RINGFINDER: AUTOMATED DETECTION OF GALAXY-SCALE GRAVITATIONAL LENSES IN GROUND-BASED MULTI-FILTER IMAGING DATA

We present RingFinder, a tool for finding galaxy-scale strong gravitational lenses in multi-band imaging data. By construction, the method is sensitive to configurations involving a massive foreground ETG and a faint, background, blue source. RingFinder detects the presence of blue residuals embedded in an otherwise smooth red light distribution by difference imaging in two bands. The method is automated for efficient application to current and future surveys, having originally been designed for the 150 deg(2) Canada-France-Hawaii Telescope Legacy Survey (CFHTLS). We describe each of the steps of RingFinder. We then carry out extensive simulations to assess completeness and purity.

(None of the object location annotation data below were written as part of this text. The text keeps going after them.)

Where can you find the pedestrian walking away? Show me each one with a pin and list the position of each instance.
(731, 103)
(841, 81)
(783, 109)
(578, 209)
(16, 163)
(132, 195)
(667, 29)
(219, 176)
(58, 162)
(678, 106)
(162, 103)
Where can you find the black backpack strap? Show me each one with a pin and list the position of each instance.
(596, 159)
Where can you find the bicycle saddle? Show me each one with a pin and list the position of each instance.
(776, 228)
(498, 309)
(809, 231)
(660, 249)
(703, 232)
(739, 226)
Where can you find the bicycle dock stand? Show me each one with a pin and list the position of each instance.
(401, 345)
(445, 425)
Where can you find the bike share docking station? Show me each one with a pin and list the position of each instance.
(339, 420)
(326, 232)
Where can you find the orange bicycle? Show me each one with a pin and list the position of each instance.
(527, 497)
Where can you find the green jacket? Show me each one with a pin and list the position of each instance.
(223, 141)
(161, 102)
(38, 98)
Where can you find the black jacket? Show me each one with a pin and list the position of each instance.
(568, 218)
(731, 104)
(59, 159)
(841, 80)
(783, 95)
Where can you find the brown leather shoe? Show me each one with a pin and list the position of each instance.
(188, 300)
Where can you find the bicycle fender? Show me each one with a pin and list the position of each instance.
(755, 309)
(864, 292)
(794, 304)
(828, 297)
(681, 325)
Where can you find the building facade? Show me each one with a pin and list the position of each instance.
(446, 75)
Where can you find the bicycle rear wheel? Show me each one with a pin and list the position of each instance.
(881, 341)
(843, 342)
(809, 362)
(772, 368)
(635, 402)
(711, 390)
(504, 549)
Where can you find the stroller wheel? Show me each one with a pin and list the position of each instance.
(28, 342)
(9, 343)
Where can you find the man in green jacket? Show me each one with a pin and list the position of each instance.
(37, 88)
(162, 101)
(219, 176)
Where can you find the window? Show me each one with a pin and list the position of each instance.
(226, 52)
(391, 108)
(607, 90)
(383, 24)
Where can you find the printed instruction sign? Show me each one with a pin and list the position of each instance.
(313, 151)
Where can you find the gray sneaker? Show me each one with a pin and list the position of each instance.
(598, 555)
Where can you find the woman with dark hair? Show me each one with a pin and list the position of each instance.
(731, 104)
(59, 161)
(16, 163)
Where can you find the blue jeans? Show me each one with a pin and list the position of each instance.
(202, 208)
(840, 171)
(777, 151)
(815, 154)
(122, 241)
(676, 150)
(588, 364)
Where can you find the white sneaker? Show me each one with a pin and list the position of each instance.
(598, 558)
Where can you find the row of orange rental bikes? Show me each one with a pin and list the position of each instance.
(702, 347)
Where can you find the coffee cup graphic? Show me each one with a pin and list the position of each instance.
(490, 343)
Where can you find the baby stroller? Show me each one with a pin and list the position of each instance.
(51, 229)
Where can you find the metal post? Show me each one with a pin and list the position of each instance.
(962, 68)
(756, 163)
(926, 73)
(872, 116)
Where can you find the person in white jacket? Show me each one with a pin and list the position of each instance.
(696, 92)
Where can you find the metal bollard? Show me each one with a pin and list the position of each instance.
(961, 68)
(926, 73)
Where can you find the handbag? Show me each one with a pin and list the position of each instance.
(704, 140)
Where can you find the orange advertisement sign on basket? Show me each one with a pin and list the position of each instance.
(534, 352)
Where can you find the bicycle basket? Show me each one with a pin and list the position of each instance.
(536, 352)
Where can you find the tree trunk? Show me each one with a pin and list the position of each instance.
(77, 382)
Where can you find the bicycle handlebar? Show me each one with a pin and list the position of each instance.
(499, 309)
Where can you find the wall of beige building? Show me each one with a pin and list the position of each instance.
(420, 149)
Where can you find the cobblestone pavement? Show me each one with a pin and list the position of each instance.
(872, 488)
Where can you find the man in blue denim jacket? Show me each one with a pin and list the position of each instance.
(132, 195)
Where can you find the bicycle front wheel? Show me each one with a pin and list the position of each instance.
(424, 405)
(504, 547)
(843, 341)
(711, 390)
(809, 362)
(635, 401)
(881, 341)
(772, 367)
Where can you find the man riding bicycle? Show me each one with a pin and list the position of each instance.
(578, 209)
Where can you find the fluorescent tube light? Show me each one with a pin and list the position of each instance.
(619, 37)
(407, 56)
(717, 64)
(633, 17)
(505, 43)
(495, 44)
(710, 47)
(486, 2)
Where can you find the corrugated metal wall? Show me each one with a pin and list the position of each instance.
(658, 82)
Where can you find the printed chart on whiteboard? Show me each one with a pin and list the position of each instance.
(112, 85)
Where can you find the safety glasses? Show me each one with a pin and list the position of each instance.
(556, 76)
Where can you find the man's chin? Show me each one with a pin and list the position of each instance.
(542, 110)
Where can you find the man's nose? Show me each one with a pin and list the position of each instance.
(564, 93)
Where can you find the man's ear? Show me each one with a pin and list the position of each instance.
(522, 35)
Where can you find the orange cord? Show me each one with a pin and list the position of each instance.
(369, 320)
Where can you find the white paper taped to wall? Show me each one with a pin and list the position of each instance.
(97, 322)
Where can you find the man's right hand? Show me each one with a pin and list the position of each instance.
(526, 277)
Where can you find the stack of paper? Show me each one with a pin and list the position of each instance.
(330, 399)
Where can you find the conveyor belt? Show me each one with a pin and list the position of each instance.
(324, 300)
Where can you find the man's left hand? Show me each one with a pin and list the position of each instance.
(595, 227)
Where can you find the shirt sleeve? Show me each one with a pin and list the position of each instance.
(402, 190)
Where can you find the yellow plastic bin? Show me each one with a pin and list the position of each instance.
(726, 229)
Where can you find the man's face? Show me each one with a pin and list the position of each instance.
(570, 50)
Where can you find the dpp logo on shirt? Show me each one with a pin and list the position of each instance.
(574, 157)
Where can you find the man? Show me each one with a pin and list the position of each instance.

For sources with magnification mu > 4, RingFinder reaches 42% (25%) completeness and 29% (86%) purity before (after) visual inspection. The completeness of RingFinder is substantially improved in the particular range of Einstein radii 0 ''.8 <= R-Ein <= 2.'' 0 and lensed images brighter than g = 22.5, where it can be as high as similar to 70%. RingFinder does not introduce any significant bias in the source or deflector population. We conclude by presenting the final catalog of RingFinder CFHTLS galaxy-scale strong lens candidates. Additional information obtained with Hubble Space Telescope and Keck adaptive optics high-resolution imaging, and with Keck and Very Large Telescope spectroscopy, is used to assess the validity of our classification and measure the redshift of the foreground and the background objects. From an initial sample of 640,000 ETGs, RingFinder returns 2500 candidates, which we further reduce by visual inspection to 330 candidates. We confirm 33 new gravitational lenses from the main sample of candidates, plus an additional 16 systems taken from earlier versions of RingFinder. First applications are presented in the Strong Lensing Legacy Survey galaxy-scale lens sample paper series.